Lindy Blanchard, a former Trump-appointed ambassador running in the primary, called Ivey a “tax-hiking Fauci-loving” liberal in a recent ad. Ivey is also being challenged by the son of former Gov. Fob James — businessman Tim James — as well as former Morgan County Commissioner Stacy Lee George, pastor Dean Odle and others.
In Arkansas, races are shaping up to be somewhat less competitive. Former Trump White House Press Secretary Sarah Huckabee Sanders is the clear front-runner in a race where she’s eclipsing her competitors in fundraising and also received Trump’s endorsement. She’s up against Doc Washburn, the former host of a radio show in Little Rock.
Trump-backed Sen.
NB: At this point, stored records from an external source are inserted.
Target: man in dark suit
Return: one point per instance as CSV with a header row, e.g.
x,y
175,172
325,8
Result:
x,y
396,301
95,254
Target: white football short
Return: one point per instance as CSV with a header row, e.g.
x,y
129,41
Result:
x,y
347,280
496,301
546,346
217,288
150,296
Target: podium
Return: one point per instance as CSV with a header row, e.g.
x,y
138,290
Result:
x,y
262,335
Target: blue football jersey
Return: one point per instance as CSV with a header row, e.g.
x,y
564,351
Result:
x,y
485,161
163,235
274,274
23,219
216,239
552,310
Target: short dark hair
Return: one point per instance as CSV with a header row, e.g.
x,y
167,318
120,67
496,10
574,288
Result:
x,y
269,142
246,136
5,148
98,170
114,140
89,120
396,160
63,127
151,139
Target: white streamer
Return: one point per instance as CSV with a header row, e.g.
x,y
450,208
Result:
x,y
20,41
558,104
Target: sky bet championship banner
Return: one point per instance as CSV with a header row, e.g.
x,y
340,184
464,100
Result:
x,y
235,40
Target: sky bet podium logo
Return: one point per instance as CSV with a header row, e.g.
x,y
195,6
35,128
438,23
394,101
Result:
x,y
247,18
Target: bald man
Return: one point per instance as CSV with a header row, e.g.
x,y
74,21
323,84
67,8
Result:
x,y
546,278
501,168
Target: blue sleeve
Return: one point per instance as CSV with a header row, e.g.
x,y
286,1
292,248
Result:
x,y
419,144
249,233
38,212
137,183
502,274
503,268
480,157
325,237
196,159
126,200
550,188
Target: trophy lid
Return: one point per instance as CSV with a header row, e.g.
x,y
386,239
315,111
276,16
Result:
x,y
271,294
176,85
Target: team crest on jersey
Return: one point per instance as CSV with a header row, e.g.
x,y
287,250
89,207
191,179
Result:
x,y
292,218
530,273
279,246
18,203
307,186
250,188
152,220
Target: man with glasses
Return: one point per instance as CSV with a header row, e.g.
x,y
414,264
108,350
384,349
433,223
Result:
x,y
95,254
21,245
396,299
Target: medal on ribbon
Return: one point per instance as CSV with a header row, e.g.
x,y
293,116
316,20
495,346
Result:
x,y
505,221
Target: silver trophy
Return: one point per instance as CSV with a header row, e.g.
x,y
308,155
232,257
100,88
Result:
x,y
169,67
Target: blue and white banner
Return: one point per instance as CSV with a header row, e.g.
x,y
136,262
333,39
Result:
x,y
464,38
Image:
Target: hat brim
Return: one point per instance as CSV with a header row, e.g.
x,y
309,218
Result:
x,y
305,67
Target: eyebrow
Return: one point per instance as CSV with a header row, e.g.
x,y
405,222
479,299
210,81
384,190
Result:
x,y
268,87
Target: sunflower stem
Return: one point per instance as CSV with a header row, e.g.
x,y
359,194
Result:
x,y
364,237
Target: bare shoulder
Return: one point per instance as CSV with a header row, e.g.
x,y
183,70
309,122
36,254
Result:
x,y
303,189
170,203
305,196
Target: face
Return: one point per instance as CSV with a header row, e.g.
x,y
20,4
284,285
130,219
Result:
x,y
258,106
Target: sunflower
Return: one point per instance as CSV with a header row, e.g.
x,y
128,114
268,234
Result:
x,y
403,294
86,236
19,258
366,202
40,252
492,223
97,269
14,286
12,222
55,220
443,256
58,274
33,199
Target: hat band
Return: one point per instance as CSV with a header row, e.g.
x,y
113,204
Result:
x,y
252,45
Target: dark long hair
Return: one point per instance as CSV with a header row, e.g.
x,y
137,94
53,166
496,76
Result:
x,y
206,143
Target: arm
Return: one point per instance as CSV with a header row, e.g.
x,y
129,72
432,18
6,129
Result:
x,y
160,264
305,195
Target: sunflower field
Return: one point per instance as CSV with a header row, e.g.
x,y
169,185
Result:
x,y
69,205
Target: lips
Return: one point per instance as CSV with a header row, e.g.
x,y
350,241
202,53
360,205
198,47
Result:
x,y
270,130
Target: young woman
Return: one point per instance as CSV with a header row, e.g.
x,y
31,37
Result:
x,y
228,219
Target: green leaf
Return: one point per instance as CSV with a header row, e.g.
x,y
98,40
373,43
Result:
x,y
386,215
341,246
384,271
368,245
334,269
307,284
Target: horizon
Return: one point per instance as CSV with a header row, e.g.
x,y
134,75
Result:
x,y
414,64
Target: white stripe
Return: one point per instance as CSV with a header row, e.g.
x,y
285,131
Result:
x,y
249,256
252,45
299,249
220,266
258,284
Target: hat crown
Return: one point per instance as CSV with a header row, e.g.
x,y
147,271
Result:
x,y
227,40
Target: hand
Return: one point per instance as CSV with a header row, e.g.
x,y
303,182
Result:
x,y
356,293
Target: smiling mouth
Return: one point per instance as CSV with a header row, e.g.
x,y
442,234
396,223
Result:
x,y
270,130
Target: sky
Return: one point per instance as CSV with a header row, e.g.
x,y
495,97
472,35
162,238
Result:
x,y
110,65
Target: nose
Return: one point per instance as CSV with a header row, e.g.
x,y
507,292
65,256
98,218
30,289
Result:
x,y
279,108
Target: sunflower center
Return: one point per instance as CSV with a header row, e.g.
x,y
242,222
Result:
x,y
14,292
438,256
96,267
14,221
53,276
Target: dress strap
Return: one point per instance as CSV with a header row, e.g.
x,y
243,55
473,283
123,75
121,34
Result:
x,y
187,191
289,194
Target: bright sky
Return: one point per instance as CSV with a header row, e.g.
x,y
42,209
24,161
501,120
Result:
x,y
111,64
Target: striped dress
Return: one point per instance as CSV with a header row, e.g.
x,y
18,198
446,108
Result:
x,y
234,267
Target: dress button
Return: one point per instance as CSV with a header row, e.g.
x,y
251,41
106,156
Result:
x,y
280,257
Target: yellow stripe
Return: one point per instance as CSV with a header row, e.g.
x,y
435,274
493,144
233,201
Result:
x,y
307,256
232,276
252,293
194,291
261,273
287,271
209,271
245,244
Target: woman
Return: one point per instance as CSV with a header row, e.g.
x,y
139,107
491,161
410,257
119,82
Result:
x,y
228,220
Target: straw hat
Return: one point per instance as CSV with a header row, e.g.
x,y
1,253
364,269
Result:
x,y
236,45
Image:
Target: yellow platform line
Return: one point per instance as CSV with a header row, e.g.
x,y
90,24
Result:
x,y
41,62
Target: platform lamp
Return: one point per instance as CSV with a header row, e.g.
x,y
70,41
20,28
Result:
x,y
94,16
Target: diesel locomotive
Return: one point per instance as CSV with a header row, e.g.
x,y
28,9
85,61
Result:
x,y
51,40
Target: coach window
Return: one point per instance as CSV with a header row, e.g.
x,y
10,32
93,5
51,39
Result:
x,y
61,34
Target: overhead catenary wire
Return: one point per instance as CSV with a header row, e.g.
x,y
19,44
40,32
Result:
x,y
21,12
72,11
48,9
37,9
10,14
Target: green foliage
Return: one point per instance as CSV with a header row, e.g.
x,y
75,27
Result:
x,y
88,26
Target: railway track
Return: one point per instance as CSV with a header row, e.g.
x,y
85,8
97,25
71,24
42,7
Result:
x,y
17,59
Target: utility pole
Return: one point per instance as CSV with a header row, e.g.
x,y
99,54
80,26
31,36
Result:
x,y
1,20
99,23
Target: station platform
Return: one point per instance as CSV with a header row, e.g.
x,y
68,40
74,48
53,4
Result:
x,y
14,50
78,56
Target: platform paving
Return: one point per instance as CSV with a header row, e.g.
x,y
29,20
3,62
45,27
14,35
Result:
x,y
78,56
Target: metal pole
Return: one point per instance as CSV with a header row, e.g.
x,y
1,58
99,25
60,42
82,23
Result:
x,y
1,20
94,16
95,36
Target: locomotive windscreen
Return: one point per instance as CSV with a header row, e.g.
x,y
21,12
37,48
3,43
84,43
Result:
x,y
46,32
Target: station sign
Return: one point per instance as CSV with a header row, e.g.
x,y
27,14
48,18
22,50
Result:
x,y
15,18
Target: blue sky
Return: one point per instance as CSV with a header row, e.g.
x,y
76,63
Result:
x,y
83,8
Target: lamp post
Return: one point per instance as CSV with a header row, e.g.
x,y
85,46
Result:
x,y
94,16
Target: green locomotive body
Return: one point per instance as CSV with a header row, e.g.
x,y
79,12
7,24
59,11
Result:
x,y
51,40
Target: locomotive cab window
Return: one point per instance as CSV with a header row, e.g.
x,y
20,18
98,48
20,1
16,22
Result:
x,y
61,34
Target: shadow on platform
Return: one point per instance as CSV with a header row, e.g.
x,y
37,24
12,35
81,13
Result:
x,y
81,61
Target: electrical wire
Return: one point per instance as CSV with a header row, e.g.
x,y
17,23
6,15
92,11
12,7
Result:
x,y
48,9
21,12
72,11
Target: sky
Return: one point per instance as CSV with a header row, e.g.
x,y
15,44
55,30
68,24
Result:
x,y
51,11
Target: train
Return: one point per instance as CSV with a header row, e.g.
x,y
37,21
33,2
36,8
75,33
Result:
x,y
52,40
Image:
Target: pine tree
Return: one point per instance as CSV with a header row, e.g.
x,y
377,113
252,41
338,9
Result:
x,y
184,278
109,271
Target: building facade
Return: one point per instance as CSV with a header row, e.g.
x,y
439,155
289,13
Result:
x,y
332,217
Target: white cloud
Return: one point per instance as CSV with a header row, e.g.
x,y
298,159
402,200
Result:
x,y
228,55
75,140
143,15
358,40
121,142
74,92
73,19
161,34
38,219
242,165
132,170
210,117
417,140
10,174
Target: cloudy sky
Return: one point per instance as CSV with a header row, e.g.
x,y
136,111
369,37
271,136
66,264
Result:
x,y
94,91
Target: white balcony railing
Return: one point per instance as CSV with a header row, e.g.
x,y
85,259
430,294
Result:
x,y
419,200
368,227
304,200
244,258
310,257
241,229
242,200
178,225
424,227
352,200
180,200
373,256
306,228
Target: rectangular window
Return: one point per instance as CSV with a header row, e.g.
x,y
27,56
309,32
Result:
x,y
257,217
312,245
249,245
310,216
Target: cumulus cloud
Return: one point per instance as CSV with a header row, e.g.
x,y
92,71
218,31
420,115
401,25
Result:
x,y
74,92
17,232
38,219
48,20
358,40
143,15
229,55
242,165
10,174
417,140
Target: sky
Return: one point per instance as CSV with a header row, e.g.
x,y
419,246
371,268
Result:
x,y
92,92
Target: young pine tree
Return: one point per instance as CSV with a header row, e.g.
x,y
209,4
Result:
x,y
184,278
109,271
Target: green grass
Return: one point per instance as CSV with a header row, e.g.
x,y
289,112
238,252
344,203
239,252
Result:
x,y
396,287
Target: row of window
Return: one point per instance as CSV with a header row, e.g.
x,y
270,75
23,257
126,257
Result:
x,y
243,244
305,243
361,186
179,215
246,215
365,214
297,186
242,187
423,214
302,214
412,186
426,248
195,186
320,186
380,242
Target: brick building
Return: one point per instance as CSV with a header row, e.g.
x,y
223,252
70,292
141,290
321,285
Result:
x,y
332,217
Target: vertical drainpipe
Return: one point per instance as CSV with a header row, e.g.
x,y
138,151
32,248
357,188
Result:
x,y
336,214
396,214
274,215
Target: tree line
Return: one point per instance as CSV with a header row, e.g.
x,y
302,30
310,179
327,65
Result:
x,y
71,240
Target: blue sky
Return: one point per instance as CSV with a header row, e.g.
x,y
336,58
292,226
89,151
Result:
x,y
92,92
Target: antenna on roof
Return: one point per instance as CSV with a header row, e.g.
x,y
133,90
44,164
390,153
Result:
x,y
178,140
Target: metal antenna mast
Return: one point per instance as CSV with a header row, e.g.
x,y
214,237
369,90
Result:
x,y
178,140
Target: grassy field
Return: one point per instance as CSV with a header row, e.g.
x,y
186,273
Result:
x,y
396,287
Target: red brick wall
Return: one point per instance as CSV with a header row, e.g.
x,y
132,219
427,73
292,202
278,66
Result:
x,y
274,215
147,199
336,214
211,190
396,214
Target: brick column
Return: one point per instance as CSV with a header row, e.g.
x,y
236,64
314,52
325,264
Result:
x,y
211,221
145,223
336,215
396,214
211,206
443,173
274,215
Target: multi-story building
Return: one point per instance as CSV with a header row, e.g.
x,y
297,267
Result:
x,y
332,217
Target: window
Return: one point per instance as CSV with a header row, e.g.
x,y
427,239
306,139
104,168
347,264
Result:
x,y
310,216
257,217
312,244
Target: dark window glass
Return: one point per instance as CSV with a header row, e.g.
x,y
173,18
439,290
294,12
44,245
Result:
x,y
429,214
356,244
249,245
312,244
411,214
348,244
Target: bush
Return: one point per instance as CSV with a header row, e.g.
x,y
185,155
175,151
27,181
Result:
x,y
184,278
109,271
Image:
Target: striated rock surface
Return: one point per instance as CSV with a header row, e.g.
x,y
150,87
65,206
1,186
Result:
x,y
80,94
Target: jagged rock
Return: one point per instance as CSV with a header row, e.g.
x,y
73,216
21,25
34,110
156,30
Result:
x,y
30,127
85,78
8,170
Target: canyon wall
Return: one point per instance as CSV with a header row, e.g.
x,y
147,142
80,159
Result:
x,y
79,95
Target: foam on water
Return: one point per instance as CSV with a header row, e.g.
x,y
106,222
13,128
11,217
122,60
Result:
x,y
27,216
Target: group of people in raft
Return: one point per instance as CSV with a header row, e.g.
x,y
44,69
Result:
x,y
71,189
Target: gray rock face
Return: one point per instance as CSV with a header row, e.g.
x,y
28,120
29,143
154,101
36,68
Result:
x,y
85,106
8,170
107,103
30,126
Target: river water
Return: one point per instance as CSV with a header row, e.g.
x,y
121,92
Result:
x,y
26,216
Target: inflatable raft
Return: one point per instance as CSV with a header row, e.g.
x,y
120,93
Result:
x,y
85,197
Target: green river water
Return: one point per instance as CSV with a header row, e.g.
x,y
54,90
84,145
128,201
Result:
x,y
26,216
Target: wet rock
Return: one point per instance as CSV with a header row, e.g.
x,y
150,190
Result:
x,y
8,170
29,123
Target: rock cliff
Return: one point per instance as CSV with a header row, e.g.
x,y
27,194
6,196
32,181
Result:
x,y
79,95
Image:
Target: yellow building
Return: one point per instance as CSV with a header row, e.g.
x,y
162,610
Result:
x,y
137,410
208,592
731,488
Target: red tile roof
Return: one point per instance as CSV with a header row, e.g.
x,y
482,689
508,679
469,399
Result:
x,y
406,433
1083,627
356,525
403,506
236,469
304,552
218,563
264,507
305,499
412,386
John Boozman is on track to be reelected against several primary challenges, including from Army veteran and former NFL player Jake Bequette.
And in Texas, voters will decide more of the their 2022 nominees on Tuesday, determining the results of the runoff elections from the March 1 primaries.
The GOP race for attorney general is between incumbent Ken Paxton and Land Commissioner George W. Bush, a member of the state’s most prominent political family.
Paxton’s vulnerability from scandals — including indictment for securities fraud, FBI investigations into malfeasance and marital infidelity, among others, even as he has denied all allegations — will be tested against the grandson of former President George H.W. Bush and nephew of former President George W. Bush in a party that is more and more anathema to the Bushes’ brand of conservatism.
Tuesday’s sole competitive Democratic race will be in Texas. Progressive Jessica Cisneros, endorsed by Rep. Alexandria Ocasio-Cortez, D-N.Y., and Sen. Bernie Sanders, I-Vt., will face nine-term Congressman Henry Cuellar in the run-off election in the 28th district.
Sanders traveled to Texas to stump for Cisneros on Friday in a last-ditch effort to defeat Cuellar, the sole pro-life Democrat in Congress.